1. The problem statement, all variables and given/known data

Can you if given a sigma notation for an infinite series

Ʃ 2^n/(4^n+1)
rewrite as,

Ʃ 2^n/(4^n+1^n)
then doing the root test can you

lim n→∞ n^√abs((2/(4+1))^n)

which equals 2/5, and
2/5<1, therefore can i conclude that the series above converges?

Sorry if this is in the wrong section, i guess its more of an algebra question.

2. Apr 6, 2013

### Zondrina

No this is 100% wrong to do.

$\sum \frac{2^n}{4^{n+1}}$

Which is definitely NOT equal to :

$\sum \frac{2^n}{4^{n} + 1^{n}}$

Why don't you try the ratio test, it will work perfectly for this.

3. Apr 6, 2013

### banshee43

sorry i didnt put enough parentheses my series is 2^n/((4^n)+1)

4. Apr 6, 2013

### SammyS

Staff Emeritus

OP was correct !

Actually, Ʃ 2^n/(4^n+1) is $\displaystyle \ \sum\frac{2^n}{4^n+1}\ .$

5. Apr 6, 2013

### Zondrina

Sorry, the lack of parenthesis confused me.

6. Apr 7, 2013

### banshee43

So can that 1 be represented by a 1^n?
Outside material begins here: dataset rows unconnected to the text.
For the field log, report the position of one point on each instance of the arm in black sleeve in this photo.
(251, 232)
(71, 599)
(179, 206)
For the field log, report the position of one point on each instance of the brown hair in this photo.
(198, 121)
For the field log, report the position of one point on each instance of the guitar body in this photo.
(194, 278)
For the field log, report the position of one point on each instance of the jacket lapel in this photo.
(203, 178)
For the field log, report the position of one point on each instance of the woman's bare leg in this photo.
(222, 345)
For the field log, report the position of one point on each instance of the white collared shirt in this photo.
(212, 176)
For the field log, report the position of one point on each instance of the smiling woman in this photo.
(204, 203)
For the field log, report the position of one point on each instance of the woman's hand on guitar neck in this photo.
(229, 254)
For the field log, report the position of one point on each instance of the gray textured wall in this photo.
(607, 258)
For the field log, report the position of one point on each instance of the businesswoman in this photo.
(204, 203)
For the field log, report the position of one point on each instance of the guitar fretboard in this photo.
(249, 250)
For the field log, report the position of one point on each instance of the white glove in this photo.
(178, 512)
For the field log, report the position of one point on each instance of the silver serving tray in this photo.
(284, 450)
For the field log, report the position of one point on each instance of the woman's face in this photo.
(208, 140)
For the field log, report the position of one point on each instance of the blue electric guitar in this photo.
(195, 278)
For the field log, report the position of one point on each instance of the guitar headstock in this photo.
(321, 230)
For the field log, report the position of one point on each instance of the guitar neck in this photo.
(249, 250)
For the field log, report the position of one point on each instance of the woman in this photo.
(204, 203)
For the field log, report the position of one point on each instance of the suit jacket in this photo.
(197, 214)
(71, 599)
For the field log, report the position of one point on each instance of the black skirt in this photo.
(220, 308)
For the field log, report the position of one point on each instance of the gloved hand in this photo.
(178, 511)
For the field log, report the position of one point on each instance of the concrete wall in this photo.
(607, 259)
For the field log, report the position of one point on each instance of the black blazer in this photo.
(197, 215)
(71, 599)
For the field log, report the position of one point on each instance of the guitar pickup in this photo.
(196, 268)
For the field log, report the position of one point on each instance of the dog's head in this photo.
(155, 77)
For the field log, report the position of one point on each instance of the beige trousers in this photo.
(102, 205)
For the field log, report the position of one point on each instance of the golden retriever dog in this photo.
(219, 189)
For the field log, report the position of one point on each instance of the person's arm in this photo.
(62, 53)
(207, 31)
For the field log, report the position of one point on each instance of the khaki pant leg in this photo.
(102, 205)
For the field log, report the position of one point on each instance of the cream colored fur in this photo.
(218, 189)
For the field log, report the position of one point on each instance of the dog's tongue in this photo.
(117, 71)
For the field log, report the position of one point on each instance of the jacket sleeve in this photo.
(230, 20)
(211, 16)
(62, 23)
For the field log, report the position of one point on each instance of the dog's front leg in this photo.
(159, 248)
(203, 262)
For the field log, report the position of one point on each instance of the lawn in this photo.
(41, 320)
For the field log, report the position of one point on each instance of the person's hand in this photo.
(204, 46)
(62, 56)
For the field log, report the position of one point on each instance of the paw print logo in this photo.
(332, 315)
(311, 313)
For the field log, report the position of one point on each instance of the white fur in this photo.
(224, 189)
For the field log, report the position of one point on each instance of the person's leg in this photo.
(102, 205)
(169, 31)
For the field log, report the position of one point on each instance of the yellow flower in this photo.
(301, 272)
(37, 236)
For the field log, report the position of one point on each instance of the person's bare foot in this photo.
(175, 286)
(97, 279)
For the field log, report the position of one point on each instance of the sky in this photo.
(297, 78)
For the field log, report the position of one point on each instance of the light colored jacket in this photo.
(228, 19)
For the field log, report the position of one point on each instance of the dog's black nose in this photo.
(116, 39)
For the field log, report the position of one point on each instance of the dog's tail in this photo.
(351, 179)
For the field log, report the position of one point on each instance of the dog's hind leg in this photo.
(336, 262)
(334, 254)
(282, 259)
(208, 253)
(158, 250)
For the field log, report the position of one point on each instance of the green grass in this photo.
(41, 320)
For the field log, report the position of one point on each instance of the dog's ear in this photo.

Because no matter what n is Given n>=0 that 1^n = 1.?

7. Apr 7, 2013

### SammyS

Staff Emeritus
Yes. That's fine, but I don't see why that helps.

You do realize that $\displaystyle \ 4^n+1^n\ne(4+1)^n\,,\$ don't you ?

8. Apr 7, 2013

### banshee43

I thought that it looked funky when I did it. Thank you though

9. Apr 7, 2013

### SammyS

Staff Emeritus
So, do you have a solution ?

10. Apr 7, 2013

### banshee43

Using the ratio test because there are constants raised to powers i get..
(2^(n+1)/(4^(n+1)+1))*((4^(n)+1)/2^n) then using some algerbra
(4^(n)+1)/(4*4^(n)+1) and some more algerbra....
gives me 1/4 which is <1 therefore the series converges?

11. Apr 7, 2013

### SammyS

Staff Emeritus
Are you using a limit without stating that you are?

$\displaystyle \frac{4^n+1}{4^{n+1}+1}\ne \frac{1}{4}\ .$

Also, what happened to the 2 ?

12. Apr 7, 2013

### banshee43

yes i am using a limit and i forgot about the 2, i guess it converges to 1/2 then? i had forgotten that the ratio test needed a limit because i wasnt in class when we learned it.

13. Apr 7, 2013

### SammyS

Staff Emeritus
Anyway, the series converges.